Write $(p↔q)$ in DNF

Question

I have the following formula:

$(p↔q)$

and I have to write in DNF (disjunctive normal form) This is where I got so far:

$(p↔q) = ((p→q)∧(q→p)) = ((¬p∨q)∧(¬q∨p))$

but here I got stuck. How can I write the last formula in DNF? Any ideas?

Answer 1

You can make use of Distributivity: \begin{align} (\neg p\vee q) \wedge (\neg q\vee p) & = ((\neg p \vee q)\wedge \neg q) \vee ((\neg p \vee q) \wedge p) \\ & = (\neg p \wedge \neg q) \vee (q\wedge \neg q) \vee (\neg p \wedge p) \vee (q\wedge p) \end{align} Of course, you can eliminate some of the terms in here, like $\neg p\wedge p=0$ and $\neg q\wedge q=0$ and using the fact that $0$ is an identity for $\vee$ to give $$(\neg p \wedge \neg q) \vee (q\wedge p)$$ For sanity check, we can let $p=q=1$ to see that we get $0\vee 1=1$, and when $p=q=0$ we get $1\vee 0=1$. Finally, if $p\neq q$, then both $\neg p \wedge \neg q$ and $q\wedge p$ are false, so we get $0$, as expected.

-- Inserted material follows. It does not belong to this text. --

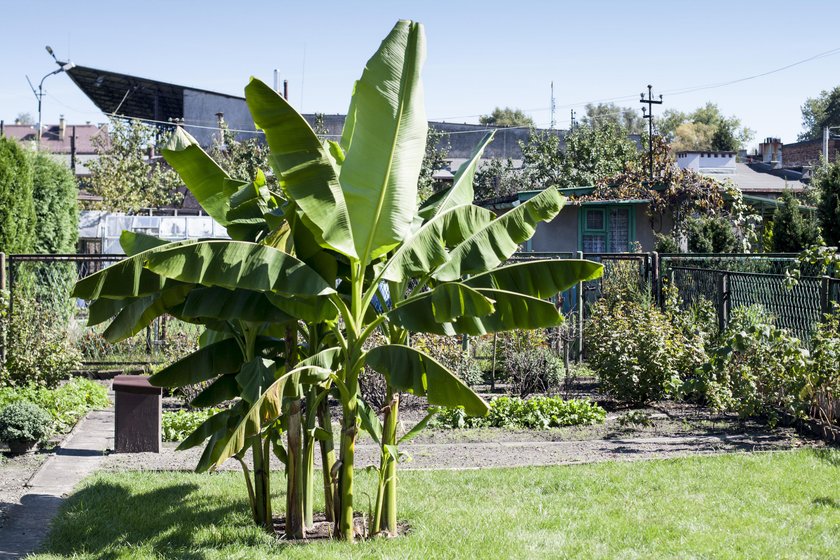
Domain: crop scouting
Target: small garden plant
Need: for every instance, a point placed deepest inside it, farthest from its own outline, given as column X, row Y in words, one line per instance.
column 23, row 424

It's also worth noting that this same technique can be used to convert any formula in CNF to DNF, and vice-a-versa (but as above, the formula will get larger, if things don't cancel).

Answer 2

From the truth table

\begin{align} p && q && p \leftrightarrow q \\ 0 && 0 && 1\\ 0 && 1 && 0\\ 1 && 0 && 0\\ 1 && 1 && 1 \end{align}

pick those lines where the $p \leftrightarrow q$ is true and connect them with disjunctions:

$$(\neg p \wedge \neg q) \vee (p \wedge q) =:F $$

This is our DNF. We can verify

\begin{align} p && q && p \leftrightarrow q && (\neg p \wedge \neg q) && (p \wedge q) \\ 0 && 0 && 1 &&1 &&0\\ 0 && 1 && 1 &&0 &&0\\ 1 && 0 && 0 &&0 &&0\\ 1 && 1 && 1 &&0 &&1 \end{align}

So

\begin{align} p && q && p \leftrightarrow q && F \\ 0 && 0 && 1 &&1 \\ 0 && 1 && 0 &&0 \\ 1 && 0 && 0 &&0 \\ 1 && 1 && 1 &&1 \end{align}

You can always create a DNF from a formula that way.